What keeps you awake at night?
That’s one of several standard questions I like to pose when I have the opportunity to meet midstream senior executives.
It’s a pleasure to chat informally from time to time with the men and women who lead the midstream, and I relish these opportunities to gain insights to their strategies, their employees, their communities and, certainly, their unitholders and investors.
That question has solicited a variety of answers over time: Safety, the environment, the need for capital, government regulation, market fluctuations, tax law, etc.
But increasingly, the answer has been the same: Staffing—how are we going to find all the trained people we need to make this business work?
The energy business is booming at the same time it faces an unprecedented wave of retirements by experienced people—and just as the business goes into its biggest growth spurt in years. It’s a double whammy, and the midstream may have the biggest challenge of all as it rejiggers and expands North America’s energy infrastructure.
It’s no secret that the oil and gas business has a yawning labor shortage. The oil crises of the 1970s made oil and gas the hot major on college campuses into the early 1980s. Then the price crash of 1986 occurred when Saudi Arabia abandoned its role as the world’s swing producer of oil. Newly minted engineers and technicians received pink slips and were shown the door as energy companies struggled to adapt. Many of those people left the business forever to do something else.
Word spread quickly on college and vo-tech school campuses. Oil and gas were NOT something you wanted to do for a living because, frankly, you probably couldn’t make a living. Layoffs continued into the 1990s when staff reductions became the rage in most industries. Companies sought to beef up short-term earnings by cutting general and administrative expense.
That strategy may have been penny wise and pound foolish.
That created an industry that went for nearly two decades in which there was little new blood. It wasn’t until the last few years that energy careers have been in vogue again, thanks to the unconventional plays.
One pipeline chief executive explained to me recently that the result is a critical shortage of people in the middle of their careers. In the next few years, senior employees will retire—and have to be replaced with co-workers half their age with a fraction of their expertise.
I had the opportunity to visit with Dr. Kirk Boatright, president and chief executive of Training Consultants International LLC, during Hart Energy’s recent DUG Midcontinent conference in Tulsa, Oklahoma. He confided that in his 30-plus years of conducting energy-industry training, he has never seen the demand like it is now.

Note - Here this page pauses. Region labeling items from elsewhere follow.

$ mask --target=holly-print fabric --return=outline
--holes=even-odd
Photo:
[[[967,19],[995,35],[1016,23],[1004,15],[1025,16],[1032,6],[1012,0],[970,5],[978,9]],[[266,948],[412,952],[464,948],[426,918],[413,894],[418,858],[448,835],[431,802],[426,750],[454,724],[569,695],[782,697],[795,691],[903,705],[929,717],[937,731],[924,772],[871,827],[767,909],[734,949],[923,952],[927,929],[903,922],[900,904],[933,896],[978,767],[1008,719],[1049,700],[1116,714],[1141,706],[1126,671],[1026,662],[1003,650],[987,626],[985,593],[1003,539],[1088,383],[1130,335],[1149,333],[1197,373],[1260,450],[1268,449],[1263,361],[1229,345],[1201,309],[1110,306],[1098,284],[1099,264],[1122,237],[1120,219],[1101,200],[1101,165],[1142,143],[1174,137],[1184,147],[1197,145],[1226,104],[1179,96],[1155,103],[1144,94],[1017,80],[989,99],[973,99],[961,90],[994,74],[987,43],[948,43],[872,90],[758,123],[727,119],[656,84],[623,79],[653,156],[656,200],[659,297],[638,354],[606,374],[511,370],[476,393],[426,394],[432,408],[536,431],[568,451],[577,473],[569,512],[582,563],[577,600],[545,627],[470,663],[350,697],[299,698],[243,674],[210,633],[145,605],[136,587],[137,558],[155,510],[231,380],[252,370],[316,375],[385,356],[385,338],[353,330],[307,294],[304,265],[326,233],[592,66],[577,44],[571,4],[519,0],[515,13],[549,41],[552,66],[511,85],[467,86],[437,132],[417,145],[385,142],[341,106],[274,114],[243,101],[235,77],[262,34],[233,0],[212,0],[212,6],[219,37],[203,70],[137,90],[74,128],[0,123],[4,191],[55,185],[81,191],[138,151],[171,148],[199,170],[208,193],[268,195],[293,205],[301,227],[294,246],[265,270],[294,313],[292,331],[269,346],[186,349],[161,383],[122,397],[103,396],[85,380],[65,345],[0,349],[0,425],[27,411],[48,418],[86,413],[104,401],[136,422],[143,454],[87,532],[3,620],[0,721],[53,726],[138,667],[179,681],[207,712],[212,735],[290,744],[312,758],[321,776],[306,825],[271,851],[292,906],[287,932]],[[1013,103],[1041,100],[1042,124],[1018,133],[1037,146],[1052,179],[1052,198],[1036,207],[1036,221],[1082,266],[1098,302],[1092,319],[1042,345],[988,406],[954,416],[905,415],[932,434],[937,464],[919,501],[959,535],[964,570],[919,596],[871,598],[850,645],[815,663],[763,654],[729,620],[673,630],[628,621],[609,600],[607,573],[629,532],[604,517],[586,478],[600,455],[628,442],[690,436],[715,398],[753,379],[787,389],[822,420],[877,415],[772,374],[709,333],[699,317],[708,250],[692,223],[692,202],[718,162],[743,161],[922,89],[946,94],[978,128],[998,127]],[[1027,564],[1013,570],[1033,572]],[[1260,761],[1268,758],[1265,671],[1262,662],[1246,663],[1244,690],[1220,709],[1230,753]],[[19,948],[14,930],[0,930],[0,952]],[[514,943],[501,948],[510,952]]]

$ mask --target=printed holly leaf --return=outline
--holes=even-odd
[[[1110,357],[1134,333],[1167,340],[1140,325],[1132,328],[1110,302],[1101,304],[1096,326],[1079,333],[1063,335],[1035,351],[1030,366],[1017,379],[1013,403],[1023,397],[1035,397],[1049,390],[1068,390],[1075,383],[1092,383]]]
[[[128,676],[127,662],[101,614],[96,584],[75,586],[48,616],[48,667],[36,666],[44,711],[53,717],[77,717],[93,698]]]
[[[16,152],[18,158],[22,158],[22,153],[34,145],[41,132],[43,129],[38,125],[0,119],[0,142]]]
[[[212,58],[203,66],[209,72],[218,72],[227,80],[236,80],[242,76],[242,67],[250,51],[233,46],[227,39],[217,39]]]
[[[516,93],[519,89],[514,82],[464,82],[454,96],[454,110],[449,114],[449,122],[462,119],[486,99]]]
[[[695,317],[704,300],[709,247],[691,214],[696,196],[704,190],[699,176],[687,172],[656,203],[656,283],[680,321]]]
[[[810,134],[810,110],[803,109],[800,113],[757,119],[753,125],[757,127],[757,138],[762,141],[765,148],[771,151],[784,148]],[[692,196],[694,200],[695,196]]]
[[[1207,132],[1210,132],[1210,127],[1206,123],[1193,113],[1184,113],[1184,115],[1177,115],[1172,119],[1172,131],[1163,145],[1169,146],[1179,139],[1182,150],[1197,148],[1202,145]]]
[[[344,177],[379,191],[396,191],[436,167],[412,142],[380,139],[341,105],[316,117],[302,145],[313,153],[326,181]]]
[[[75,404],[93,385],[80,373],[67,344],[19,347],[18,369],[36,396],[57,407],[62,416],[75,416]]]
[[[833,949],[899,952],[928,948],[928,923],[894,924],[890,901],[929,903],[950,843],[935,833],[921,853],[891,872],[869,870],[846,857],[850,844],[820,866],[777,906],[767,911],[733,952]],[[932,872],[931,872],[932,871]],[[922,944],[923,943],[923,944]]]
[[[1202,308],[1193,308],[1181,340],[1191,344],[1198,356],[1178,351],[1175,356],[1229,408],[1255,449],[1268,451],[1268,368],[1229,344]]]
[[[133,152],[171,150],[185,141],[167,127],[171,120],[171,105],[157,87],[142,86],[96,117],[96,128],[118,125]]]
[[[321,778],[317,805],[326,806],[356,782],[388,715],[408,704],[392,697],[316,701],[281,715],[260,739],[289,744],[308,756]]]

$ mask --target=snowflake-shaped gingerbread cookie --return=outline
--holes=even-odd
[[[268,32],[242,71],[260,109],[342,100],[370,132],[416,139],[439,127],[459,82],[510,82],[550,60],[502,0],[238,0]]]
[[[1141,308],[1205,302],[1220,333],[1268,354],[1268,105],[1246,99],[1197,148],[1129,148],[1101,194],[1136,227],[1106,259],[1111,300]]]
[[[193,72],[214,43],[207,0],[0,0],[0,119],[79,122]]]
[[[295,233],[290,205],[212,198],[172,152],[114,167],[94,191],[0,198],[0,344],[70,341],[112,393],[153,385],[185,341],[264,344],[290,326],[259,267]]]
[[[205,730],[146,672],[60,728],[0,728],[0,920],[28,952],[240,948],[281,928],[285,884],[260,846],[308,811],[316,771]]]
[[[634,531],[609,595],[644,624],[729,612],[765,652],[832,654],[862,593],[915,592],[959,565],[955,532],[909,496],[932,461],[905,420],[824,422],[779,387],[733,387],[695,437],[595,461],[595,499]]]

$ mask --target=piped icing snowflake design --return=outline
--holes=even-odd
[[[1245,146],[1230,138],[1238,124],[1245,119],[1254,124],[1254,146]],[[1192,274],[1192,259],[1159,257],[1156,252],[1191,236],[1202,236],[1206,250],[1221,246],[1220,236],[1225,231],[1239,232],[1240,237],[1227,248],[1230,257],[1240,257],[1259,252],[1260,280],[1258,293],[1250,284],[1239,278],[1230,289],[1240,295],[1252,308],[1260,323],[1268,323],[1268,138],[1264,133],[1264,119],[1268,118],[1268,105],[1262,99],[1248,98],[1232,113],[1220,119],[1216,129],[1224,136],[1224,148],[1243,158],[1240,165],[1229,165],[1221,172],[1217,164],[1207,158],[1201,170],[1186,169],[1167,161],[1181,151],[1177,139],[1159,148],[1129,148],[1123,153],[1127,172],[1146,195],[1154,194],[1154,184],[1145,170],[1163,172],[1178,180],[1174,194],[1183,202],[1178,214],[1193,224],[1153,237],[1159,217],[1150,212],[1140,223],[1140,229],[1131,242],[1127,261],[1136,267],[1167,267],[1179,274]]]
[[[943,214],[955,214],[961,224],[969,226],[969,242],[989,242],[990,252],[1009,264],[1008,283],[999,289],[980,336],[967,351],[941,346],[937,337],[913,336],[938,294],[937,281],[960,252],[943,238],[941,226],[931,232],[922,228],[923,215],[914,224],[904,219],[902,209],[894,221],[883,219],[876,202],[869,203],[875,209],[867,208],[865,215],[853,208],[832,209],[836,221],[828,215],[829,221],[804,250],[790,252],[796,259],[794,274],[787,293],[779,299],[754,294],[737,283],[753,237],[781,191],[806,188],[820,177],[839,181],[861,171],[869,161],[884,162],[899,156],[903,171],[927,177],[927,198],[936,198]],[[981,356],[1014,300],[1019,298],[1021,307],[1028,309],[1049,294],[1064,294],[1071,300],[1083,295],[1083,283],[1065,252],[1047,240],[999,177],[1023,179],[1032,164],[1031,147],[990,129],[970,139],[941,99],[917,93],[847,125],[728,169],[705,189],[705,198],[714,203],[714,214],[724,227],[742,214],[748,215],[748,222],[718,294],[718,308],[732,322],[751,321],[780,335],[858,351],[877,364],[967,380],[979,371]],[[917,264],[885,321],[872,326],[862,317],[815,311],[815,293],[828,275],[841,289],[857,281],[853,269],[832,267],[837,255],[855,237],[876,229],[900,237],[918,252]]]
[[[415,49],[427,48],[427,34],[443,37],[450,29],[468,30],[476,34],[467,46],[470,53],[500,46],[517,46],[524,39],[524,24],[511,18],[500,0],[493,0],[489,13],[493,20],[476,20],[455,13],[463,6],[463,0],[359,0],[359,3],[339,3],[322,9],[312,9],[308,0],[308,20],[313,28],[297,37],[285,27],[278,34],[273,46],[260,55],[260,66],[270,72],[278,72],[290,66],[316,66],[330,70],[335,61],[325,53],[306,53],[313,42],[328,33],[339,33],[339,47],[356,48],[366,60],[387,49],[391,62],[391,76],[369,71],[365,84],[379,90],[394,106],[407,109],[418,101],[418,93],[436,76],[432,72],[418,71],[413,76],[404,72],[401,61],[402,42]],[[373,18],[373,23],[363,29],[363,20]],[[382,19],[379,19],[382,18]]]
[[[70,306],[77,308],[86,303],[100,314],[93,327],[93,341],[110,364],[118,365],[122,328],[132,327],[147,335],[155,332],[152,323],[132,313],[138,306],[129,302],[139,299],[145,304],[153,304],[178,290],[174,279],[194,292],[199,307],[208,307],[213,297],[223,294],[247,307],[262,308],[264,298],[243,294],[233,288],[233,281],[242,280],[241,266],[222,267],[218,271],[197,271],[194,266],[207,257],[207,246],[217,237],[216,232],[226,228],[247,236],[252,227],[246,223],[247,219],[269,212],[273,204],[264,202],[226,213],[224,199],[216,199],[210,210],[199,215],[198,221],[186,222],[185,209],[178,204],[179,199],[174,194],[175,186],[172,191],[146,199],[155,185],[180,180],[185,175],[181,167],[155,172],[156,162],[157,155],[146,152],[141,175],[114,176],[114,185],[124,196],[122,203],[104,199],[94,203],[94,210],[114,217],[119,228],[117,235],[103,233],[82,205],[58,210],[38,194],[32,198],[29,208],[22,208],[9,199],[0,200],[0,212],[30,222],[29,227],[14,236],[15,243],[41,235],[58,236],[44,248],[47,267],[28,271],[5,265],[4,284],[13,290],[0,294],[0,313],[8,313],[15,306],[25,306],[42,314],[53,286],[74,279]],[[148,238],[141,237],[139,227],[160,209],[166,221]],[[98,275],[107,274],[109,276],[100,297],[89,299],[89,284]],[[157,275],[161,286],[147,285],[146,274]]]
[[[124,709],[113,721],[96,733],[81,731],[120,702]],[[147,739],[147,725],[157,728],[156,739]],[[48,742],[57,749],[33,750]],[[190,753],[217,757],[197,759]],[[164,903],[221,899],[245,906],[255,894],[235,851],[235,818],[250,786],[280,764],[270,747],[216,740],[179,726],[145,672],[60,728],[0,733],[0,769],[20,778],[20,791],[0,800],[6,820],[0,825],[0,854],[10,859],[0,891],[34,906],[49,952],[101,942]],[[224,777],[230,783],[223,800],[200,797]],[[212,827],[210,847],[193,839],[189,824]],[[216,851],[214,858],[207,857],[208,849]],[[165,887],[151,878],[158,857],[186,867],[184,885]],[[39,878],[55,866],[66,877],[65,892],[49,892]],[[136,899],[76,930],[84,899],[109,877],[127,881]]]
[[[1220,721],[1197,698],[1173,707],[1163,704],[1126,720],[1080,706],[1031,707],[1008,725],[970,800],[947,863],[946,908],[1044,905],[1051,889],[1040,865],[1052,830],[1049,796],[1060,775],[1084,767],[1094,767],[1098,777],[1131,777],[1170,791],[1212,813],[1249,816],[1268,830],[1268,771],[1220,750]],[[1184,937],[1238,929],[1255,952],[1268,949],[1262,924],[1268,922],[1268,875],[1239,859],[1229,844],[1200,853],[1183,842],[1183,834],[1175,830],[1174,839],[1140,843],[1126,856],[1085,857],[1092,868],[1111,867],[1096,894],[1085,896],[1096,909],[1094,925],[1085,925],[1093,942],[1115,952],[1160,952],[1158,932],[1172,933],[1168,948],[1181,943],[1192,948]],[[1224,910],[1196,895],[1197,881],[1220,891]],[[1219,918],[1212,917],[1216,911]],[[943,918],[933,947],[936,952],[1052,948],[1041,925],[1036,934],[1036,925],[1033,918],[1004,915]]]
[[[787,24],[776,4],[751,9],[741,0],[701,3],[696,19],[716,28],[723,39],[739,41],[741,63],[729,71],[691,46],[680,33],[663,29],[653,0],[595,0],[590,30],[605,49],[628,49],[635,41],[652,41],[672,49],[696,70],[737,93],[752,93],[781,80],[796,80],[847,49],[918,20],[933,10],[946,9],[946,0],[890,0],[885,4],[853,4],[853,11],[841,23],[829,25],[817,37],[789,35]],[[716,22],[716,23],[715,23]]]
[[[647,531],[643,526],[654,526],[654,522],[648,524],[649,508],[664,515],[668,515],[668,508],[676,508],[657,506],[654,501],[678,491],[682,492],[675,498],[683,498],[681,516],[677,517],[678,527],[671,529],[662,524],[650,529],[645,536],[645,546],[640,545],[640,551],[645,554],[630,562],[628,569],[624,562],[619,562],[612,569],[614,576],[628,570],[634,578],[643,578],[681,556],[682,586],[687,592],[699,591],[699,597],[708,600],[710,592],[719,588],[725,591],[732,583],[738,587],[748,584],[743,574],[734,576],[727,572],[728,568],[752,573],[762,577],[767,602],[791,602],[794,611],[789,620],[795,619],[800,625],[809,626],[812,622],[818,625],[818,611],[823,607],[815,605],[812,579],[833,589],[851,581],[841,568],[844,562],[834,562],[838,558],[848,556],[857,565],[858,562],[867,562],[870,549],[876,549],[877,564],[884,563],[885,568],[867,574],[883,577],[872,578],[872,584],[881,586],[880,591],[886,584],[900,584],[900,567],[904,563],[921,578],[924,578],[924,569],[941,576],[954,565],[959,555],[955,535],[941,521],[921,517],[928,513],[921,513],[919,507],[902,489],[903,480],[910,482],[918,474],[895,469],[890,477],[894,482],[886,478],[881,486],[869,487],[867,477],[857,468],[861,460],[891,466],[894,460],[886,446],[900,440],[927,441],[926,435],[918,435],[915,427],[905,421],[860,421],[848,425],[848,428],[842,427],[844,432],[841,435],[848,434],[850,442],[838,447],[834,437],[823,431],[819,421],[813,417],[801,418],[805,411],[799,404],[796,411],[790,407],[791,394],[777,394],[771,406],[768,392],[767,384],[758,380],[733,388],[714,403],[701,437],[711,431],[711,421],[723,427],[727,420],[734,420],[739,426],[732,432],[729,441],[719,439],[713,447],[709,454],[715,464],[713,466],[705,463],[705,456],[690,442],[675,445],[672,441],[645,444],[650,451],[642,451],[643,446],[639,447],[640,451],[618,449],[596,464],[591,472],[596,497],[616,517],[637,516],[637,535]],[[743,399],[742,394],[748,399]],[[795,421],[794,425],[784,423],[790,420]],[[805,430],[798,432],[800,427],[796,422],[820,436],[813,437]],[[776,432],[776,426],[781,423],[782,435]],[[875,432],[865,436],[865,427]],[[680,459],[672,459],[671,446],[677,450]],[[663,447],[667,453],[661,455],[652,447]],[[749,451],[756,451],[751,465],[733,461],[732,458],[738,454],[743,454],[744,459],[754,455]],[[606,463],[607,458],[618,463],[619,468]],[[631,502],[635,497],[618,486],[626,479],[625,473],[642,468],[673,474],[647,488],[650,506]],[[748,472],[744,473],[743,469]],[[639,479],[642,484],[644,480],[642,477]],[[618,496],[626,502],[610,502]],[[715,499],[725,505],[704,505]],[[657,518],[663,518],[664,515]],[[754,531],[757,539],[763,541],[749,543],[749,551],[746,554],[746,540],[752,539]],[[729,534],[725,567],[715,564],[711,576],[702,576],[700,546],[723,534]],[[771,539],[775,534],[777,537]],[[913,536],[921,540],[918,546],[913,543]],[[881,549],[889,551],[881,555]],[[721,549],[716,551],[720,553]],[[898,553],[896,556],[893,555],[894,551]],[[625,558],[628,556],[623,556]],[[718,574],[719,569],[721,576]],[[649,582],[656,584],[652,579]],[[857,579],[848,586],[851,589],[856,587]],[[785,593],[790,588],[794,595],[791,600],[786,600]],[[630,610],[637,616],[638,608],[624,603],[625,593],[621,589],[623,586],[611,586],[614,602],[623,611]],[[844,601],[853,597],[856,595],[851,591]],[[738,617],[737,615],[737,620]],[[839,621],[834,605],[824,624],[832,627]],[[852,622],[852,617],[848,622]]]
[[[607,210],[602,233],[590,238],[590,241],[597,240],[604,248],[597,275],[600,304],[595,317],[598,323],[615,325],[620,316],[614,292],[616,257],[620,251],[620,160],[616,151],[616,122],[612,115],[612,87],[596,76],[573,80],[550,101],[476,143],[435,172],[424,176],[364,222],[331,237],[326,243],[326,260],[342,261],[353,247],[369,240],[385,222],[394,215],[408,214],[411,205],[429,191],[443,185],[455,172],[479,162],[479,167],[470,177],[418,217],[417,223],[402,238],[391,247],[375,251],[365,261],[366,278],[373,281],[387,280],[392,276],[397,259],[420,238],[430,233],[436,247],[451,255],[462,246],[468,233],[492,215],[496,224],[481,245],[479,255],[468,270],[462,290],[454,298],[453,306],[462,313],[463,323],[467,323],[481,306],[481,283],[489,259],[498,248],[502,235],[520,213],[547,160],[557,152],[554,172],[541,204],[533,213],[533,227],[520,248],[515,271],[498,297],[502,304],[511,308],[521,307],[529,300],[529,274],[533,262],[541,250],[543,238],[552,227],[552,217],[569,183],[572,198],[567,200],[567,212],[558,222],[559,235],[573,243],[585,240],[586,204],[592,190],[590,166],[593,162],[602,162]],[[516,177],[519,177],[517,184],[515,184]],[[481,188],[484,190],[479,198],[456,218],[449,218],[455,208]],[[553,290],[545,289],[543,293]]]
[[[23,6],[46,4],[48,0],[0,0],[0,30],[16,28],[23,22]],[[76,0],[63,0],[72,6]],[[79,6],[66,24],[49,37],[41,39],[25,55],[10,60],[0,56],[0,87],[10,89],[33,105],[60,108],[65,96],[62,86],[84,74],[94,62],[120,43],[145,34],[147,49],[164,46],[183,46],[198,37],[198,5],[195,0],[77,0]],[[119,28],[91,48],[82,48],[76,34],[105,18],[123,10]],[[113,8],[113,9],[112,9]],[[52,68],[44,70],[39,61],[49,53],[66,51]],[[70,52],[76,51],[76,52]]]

The U.S. Department of Labor has had programs in place for more than a decade through its Employment and Training Administration that encourage energy industry employment. “Promoting careers in energy to the next generation of workers must be improved,” the department says bluntly in reviewing the industry’s critical personnel situation.
Industry is taking notice, too, and this issue of Midstream Business has a review of some training efforts under way.
Overall, the effort is the same: High school and college students must know we don’t make buggy whips. There is a future in oil and gas—including the midstream infrastructure to process and move it. On that they can rest easy.